Para evitar prejuízos à competitividade das ZPEs, a FPBC defende a aprovação da Emenda 2, apresentada pelo senador Laércio Oliveira (PP/SE). O texto amplia o leque de fontes energéticas permitidas, incluindo usinas já existentes e fontes firmes de baixo impacto ambiental, como gás natural e energia nuclear.

“A Emenda 2 é um ajuste técnico essencial para que a MP atinja seus objetivos sem comprometer a viabilidade das ZPEs”, afirma Júlio Lopes, deputado federal e presidente da FPBC.

O parlamentar destaca ainda a contradição da exigência de apenas fontes novas diante do excedente já disponível.

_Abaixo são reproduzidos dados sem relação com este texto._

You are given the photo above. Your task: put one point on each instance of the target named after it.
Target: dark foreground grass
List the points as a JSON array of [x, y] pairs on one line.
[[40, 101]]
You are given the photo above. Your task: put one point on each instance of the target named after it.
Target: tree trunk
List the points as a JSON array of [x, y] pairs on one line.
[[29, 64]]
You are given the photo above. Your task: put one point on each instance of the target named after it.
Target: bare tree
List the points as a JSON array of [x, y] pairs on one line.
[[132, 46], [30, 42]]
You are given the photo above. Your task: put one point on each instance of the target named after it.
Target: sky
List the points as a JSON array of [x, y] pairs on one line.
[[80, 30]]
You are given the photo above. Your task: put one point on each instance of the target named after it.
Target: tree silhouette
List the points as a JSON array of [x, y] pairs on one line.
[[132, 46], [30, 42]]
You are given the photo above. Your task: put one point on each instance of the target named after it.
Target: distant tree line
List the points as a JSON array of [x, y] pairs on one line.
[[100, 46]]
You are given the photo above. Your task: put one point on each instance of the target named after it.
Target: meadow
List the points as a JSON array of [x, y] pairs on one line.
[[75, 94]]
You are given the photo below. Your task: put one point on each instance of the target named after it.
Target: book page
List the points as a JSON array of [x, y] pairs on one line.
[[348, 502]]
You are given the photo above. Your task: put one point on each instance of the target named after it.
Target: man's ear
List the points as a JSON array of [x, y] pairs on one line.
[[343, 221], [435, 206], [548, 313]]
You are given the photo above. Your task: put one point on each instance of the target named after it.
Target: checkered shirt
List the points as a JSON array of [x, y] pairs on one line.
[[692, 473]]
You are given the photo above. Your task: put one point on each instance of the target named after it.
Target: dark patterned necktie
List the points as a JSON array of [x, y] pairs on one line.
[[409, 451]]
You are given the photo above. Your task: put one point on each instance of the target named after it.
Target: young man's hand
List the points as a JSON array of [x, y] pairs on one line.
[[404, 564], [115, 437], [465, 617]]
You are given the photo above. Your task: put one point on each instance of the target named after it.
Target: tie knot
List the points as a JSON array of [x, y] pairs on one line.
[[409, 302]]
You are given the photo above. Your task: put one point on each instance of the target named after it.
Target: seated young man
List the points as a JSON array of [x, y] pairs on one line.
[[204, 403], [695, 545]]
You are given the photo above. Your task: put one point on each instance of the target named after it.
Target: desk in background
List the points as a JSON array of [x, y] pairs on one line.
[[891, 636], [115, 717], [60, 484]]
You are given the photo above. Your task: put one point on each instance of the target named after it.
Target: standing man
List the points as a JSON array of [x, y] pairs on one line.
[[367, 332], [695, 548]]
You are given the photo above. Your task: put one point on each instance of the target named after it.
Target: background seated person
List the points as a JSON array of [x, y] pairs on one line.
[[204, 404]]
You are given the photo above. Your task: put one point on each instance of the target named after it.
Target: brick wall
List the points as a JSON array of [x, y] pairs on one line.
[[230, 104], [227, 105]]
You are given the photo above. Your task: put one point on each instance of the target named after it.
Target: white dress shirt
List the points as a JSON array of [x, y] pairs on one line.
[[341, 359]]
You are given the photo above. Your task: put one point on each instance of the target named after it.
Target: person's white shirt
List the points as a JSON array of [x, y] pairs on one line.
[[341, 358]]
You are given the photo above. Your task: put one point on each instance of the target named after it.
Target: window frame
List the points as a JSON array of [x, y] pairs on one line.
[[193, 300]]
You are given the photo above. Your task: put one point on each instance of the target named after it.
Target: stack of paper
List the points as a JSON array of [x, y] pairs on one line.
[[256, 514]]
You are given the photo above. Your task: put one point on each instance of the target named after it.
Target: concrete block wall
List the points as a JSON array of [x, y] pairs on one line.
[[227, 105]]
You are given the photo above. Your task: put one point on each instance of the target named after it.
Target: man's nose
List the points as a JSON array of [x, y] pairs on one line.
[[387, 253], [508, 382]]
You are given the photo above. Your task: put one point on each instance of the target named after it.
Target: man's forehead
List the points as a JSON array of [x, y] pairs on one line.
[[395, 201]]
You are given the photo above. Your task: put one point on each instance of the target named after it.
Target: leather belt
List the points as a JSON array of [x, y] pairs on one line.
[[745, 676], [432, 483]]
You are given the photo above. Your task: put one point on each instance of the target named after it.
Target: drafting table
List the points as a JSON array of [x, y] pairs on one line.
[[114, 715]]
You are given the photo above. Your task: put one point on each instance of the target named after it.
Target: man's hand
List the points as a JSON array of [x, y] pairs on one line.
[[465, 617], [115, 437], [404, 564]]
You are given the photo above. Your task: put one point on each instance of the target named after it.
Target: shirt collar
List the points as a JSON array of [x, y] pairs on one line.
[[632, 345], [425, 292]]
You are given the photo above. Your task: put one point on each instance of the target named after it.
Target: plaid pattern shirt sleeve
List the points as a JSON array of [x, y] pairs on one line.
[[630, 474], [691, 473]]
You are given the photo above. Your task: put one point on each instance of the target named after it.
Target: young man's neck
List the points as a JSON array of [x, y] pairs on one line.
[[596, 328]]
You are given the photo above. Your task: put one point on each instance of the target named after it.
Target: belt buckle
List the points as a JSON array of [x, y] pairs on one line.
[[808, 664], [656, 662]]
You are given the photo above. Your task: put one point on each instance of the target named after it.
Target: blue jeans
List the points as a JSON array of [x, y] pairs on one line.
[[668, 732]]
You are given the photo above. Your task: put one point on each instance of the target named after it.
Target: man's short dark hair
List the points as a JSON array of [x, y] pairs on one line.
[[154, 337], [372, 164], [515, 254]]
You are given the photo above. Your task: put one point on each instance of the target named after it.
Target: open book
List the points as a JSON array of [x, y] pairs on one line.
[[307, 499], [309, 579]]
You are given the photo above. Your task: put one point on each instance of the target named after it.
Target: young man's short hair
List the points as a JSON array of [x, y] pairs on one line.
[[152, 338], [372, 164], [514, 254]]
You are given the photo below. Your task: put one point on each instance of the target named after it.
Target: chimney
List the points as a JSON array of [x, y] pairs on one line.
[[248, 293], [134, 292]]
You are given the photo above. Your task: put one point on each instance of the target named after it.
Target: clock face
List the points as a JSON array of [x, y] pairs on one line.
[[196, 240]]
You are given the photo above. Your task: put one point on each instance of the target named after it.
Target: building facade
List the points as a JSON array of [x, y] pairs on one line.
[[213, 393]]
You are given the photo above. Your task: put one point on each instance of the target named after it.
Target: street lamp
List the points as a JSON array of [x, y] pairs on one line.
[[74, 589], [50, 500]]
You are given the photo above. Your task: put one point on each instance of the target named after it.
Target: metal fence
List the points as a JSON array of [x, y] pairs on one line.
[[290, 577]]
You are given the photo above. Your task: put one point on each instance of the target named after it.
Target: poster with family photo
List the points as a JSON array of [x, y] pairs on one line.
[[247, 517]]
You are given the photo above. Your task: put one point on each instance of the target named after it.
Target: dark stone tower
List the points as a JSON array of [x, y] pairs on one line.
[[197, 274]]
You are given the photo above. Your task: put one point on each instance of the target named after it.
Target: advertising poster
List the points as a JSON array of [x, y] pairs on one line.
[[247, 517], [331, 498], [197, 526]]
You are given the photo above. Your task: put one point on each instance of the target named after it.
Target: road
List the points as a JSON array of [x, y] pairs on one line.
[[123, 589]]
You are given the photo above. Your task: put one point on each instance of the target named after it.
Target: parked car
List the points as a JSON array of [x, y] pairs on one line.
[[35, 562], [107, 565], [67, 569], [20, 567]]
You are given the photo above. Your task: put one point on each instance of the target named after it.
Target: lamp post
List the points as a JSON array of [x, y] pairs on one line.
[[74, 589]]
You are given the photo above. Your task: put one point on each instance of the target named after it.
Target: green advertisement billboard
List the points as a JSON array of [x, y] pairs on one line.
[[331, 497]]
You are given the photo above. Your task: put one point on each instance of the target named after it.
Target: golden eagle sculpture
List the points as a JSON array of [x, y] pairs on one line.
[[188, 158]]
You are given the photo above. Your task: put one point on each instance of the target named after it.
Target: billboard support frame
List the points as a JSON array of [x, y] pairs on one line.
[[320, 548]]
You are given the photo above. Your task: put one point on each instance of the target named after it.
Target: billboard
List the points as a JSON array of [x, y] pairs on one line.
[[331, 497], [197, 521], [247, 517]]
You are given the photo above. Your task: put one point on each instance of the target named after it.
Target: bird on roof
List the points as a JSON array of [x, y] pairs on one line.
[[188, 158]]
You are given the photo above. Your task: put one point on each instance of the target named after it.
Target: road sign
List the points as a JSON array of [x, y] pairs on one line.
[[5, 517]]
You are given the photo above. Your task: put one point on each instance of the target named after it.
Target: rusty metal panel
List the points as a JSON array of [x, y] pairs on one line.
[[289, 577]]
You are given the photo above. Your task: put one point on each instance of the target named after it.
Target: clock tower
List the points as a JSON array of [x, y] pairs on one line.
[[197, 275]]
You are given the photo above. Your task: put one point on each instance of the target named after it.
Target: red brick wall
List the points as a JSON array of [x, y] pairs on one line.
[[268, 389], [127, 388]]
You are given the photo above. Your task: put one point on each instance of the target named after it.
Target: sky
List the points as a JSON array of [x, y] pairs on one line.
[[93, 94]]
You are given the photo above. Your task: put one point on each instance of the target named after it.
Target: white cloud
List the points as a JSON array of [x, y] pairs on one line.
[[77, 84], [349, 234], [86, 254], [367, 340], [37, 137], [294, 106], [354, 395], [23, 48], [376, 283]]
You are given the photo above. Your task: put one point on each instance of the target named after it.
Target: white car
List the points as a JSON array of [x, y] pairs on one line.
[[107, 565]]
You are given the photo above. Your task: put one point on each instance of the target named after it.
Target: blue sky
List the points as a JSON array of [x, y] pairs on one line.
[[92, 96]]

“Estão previstos para 2026 um corte de 5,5 Gigabytes de energia pronta, investida e em produção, porque elas, simplesmente, estão sobrando. A demanda não acompanhou a oferta, um caso típico de desequilíbrio de mercado. Atualmente, o Brasil já desperdiça uma média de 2 Gigabytes de energia, sobretudo eólica e solar. Me parece incongruente e pouco eficaz exigir que os Data Centers utilizem fontes novas se temos excedentes que serão jogados fora por não ter onde serem utilizados”, avalia Lopes.

Urgência no Congresso

A MP 1307/2025 passa a trancar a pauta do Congresso no dia 4 de setembro, o que aumenta a pressão para que haja um debate técnico antes da votação.

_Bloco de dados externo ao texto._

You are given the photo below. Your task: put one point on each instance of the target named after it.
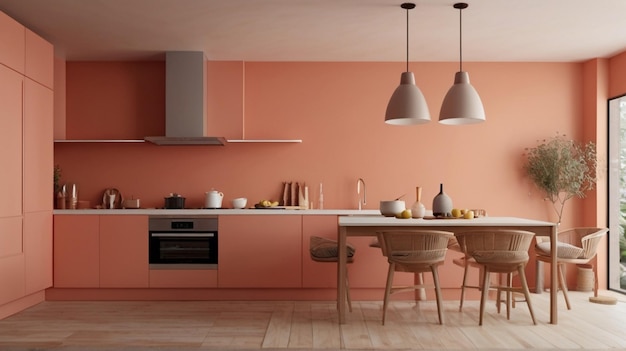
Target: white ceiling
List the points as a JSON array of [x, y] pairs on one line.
[[327, 30]]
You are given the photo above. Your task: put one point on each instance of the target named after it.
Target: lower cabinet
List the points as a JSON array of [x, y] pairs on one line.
[[92, 251], [183, 278], [260, 251], [124, 251], [76, 251]]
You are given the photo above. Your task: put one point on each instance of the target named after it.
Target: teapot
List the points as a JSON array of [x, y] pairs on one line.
[[213, 199]]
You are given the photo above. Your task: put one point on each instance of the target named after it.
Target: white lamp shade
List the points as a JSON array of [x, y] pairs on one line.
[[462, 105], [407, 104]]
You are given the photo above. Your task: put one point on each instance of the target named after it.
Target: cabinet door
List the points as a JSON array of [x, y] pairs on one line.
[[11, 94], [38, 250], [38, 59], [11, 43], [260, 251], [76, 255], [124, 251], [38, 147]]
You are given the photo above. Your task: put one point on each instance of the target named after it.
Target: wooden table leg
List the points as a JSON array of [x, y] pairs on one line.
[[341, 274], [554, 285]]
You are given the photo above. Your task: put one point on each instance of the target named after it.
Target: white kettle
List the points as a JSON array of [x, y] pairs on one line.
[[213, 199]]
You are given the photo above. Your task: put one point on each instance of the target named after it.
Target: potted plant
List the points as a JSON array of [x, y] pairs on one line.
[[562, 169]]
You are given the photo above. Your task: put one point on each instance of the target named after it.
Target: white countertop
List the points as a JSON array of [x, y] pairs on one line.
[[356, 221], [220, 212]]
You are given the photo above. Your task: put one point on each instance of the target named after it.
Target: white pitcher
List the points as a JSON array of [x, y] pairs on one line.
[[214, 199]]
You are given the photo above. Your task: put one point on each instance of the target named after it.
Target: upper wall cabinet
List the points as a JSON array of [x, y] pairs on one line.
[[12, 43], [39, 59]]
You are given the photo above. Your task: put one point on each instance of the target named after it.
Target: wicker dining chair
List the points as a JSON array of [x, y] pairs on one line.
[[326, 250], [499, 251], [415, 251], [575, 246]]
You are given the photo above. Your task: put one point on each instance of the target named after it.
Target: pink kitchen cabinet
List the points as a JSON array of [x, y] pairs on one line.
[[12, 43], [38, 251], [260, 251], [124, 251], [76, 251], [38, 59], [183, 278], [11, 100], [38, 156]]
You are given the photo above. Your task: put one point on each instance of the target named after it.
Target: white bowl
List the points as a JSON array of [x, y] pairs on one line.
[[240, 202], [392, 208]]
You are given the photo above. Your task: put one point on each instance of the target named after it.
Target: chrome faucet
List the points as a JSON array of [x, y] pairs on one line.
[[358, 192]]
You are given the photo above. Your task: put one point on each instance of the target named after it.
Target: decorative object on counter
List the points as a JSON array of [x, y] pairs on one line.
[[131, 203], [67, 198], [112, 199], [418, 210], [174, 201], [239, 202], [213, 199], [57, 178], [407, 104], [462, 104], [442, 204], [295, 194], [392, 208], [358, 193], [562, 169]]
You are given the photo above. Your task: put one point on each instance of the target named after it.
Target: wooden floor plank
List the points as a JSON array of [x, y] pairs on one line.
[[311, 325]]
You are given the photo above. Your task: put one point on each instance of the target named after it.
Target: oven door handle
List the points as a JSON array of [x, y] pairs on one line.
[[178, 235]]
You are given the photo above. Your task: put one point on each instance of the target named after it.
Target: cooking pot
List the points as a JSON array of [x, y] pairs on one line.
[[213, 199], [174, 201]]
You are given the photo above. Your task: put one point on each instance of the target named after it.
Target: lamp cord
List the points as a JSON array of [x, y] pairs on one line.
[[460, 40], [407, 40]]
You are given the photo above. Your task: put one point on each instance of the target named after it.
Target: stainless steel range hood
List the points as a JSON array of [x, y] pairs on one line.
[[185, 101]]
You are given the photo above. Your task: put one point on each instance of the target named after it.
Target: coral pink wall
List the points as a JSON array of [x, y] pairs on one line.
[[337, 110]]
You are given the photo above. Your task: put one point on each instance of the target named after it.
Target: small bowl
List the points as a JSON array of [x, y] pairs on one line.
[[392, 208], [239, 202]]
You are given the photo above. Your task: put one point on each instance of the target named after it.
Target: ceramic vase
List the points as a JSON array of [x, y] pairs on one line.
[[418, 210], [442, 204]]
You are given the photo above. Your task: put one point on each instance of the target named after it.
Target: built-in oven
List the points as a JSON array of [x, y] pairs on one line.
[[182, 243]]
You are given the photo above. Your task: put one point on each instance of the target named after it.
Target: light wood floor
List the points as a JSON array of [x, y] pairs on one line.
[[204, 325]]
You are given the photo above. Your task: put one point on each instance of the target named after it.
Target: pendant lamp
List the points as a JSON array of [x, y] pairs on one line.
[[407, 104], [462, 104]]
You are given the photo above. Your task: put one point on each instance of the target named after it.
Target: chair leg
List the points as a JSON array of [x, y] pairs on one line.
[[563, 285], [595, 280], [433, 269], [483, 297], [463, 286], [522, 276], [392, 267], [509, 285], [348, 292]]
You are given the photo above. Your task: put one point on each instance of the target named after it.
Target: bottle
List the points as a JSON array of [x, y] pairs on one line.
[[442, 204], [418, 210]]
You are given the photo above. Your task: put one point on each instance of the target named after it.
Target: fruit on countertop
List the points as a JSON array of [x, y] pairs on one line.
[[469, 214], [406, 214], [267, 203]]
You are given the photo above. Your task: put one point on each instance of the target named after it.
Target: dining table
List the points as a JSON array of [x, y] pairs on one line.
[[369, 225]]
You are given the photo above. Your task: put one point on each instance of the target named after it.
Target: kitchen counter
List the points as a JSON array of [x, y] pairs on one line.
[[220, 212]]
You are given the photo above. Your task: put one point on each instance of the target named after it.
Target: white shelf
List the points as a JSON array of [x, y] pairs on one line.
[[99, 141], [264, 140]]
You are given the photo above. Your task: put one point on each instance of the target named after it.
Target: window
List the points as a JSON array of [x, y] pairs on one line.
[[617, 193]]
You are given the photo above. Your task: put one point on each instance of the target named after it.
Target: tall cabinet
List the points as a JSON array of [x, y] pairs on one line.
[[26, 131]]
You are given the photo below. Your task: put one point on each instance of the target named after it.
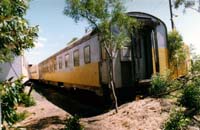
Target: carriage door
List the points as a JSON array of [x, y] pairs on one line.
[[126, 66], [142, 55]]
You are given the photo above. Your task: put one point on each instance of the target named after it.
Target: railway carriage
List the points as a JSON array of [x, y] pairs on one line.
[[83, 63]]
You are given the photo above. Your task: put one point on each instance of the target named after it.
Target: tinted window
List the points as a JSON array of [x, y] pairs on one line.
[[87, 54], [60, 62], [66, 60], [76, 58]]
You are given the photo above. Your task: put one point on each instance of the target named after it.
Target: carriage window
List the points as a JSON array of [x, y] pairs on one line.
[[60, 62], [76, 58], [87, 54], [66, 60]]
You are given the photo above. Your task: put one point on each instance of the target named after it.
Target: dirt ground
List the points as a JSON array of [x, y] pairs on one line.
[[145, 114], [43, 116]]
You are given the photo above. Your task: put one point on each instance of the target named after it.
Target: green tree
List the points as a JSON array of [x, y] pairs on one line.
[[192, 4], [15, 32], [15, 36], [177, 53], [112, 25]]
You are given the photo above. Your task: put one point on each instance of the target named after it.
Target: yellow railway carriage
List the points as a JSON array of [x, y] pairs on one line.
[[83, 63]]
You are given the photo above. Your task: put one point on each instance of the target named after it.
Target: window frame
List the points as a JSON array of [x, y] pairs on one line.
[[84, 53], [60, 62], [66, 60], [74, 58]]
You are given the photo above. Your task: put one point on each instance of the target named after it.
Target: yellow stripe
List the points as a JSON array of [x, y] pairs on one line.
[[163, 60], [87, 75]]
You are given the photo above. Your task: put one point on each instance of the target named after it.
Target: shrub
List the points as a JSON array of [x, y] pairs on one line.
[[191, 95], [73, 123], [159, 84], [176, 121]]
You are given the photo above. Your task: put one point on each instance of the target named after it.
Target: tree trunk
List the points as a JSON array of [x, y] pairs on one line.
[[112, 83]]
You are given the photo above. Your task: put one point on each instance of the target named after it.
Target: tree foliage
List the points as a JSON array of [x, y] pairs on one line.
[[112, 25], [177, 53], [192, 4], [15, 32], [107, 17], [15, 36]]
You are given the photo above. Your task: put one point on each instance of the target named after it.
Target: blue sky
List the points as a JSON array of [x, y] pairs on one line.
[[56, 29]]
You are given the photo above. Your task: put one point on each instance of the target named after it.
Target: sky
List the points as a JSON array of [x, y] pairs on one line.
[[57, 29]]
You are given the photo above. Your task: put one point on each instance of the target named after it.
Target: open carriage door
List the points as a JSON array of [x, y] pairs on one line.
[[142, 54]]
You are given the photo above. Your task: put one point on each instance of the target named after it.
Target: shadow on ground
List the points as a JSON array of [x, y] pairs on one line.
[[43, 123], [78, 102]]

O MBC reforça que políticas públicas voltadas à exportação e inovação precisam ser construídas com base em dados, viabilidade técnica e alinhamento à sustentabilidade, sem abrir mão da racionalidade econômica.

“Este é o momento de garantir que as ZPEs cumpram seu papel de atrair inovação, exportação e investimentos — de forma sustentável, mas com segurança jurídica e eficiência operacional”, destaca o movimento em seu posicionamento.

Com o prazo apertado e riscos regulatórios em jogo, especialistas e lideranças defendem que ajustes no texto sejam feitos para preservar a imagem do Brasil como destino seguro e competitivo para investimentos internacionais.